Wouldn’t it be terrific to have drugs that fully control all the symptoms of Parkinson disease (PD), prevent the complications of currently available treatments, and -- better yet -- slow down disease progression? That’s what patients who suffer from this chronic disabling disorder, their physicians, and the scientific community hope for. Dr. Mary Maral Mouradian, William Dow Lovett Professor of Neurology and Director of the Center for Neurodegenerative and Neuroimmunologic Diseases at Rutgers Biomedical Health Sciences – Robert Wood Johnson Medical School, studies the basic problems that underlie the neurodegeneration in PD and its treatment complications, to identify strategies to interfere with these processes, and develop new drugs that have the potential to impact patients’ quality of life.

Editor-in-Chief of a prestigious scientific journal Neurotherapeutics who has served on a number of national and international research granting agencies, Dr. Mouradian leads a multidisciplinary team of molecular biologists, chemists, and neurologists in identifying new strategies to target the pathologic protein that misfolds and aggregates in the brains of patients with PD with the goal to slow the course of the disease and prevent symptom progression. Her team has also identified a drug that can amend the complications of existing treatments. Currently, Dr. Mouradian and her team continue to investigate various therapeutic approaches and compounds that are at different stages of development, ranging from testing them at the laboratory bench in cells, to validating their efficacy in animal models of the disease, and at least one compound is ready for a clinical trial.

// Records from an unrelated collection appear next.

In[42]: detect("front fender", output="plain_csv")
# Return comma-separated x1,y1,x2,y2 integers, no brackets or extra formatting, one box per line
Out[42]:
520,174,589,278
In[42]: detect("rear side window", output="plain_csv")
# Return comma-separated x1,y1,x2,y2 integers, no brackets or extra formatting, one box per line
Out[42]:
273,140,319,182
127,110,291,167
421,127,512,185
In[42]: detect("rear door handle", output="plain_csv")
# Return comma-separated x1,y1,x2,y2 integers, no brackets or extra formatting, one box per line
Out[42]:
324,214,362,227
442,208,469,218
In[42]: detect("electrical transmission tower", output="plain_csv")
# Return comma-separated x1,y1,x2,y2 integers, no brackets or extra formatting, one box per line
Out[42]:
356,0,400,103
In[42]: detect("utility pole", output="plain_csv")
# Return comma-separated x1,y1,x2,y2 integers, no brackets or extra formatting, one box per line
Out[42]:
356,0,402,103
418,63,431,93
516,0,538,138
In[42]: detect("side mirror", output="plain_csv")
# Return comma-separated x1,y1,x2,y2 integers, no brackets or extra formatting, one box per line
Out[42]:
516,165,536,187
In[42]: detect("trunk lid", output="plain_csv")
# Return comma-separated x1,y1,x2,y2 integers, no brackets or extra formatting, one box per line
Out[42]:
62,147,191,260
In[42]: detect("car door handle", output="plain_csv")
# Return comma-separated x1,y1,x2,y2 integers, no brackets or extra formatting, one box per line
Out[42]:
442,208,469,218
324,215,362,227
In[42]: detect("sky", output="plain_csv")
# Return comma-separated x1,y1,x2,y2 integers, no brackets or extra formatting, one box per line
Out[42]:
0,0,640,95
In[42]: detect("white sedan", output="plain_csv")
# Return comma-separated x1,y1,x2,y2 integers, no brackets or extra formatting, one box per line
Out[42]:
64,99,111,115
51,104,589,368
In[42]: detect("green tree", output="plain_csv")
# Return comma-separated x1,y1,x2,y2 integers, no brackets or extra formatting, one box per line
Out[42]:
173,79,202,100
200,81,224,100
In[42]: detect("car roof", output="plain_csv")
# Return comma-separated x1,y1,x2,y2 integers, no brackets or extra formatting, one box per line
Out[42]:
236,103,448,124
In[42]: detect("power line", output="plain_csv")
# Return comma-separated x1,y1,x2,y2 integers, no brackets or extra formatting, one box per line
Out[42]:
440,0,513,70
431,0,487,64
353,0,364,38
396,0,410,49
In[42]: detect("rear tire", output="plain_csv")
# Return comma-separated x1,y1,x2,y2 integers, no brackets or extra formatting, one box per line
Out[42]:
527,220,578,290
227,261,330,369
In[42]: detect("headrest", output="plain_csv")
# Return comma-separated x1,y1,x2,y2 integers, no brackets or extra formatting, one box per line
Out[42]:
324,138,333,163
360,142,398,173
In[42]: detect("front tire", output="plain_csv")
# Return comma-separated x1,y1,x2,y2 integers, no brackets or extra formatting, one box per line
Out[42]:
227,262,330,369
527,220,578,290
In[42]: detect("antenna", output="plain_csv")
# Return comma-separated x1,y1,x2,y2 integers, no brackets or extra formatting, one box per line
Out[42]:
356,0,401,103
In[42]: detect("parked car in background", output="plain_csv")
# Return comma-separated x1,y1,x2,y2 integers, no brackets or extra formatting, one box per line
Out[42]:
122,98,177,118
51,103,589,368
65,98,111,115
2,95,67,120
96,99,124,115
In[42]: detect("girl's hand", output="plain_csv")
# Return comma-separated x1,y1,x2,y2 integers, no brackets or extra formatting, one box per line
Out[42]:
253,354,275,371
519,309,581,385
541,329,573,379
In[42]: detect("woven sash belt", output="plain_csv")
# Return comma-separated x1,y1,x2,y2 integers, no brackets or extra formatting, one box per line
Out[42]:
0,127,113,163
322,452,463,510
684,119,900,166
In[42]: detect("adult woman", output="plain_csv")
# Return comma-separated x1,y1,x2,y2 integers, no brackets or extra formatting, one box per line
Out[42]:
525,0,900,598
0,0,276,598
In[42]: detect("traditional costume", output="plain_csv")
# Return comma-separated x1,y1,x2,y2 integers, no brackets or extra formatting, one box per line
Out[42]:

Dr. Mouradian and her team are tackling two major problems that need therapeutic attention in PD:

• Developing Disease Modifying, Neuroprotective Treatments: Disease modifying therapies that slow down the progression of PD remain unavailable despite many hypotheses and large-scale clinical trials, often because proposed therapeutic targets are not critical for disease development or progression. However, knowledge gained in recent years about the genetic underpinnings of PD and the molecular pathways leading to neurodegeneration has provided new therapeutic targets. In particular, the key pathogenic protein in PD is alpha-synuclein, which aggregates abnormally and is associated with a neuroinflammatory response in the brain. To this end, Dr. Mouradian and her team are pursuing new approaches to target alpha-synuclein with the goal to develop disease modifying interventions that alter the course of neurodegeneration, and translate knowledge to novel therapeutic approaches.
• Ameliorating Complications of Existing Treatments: Currently available therapies for PD are associated with adverse effects that increase patient discomfort and interfere with daily functioning. One such common side effect is the development of involuntary movements known as L-dopa induced dyskinesia (LID). Although considered the gold standard treatment of PD, L-dopa is far from an ideal drug, and the medical management of these involuntary movements continues to be suboptimal. Dr. Mouradian and her team have recently found a drug to suppress LID and are planning to advance this finding to the clinic.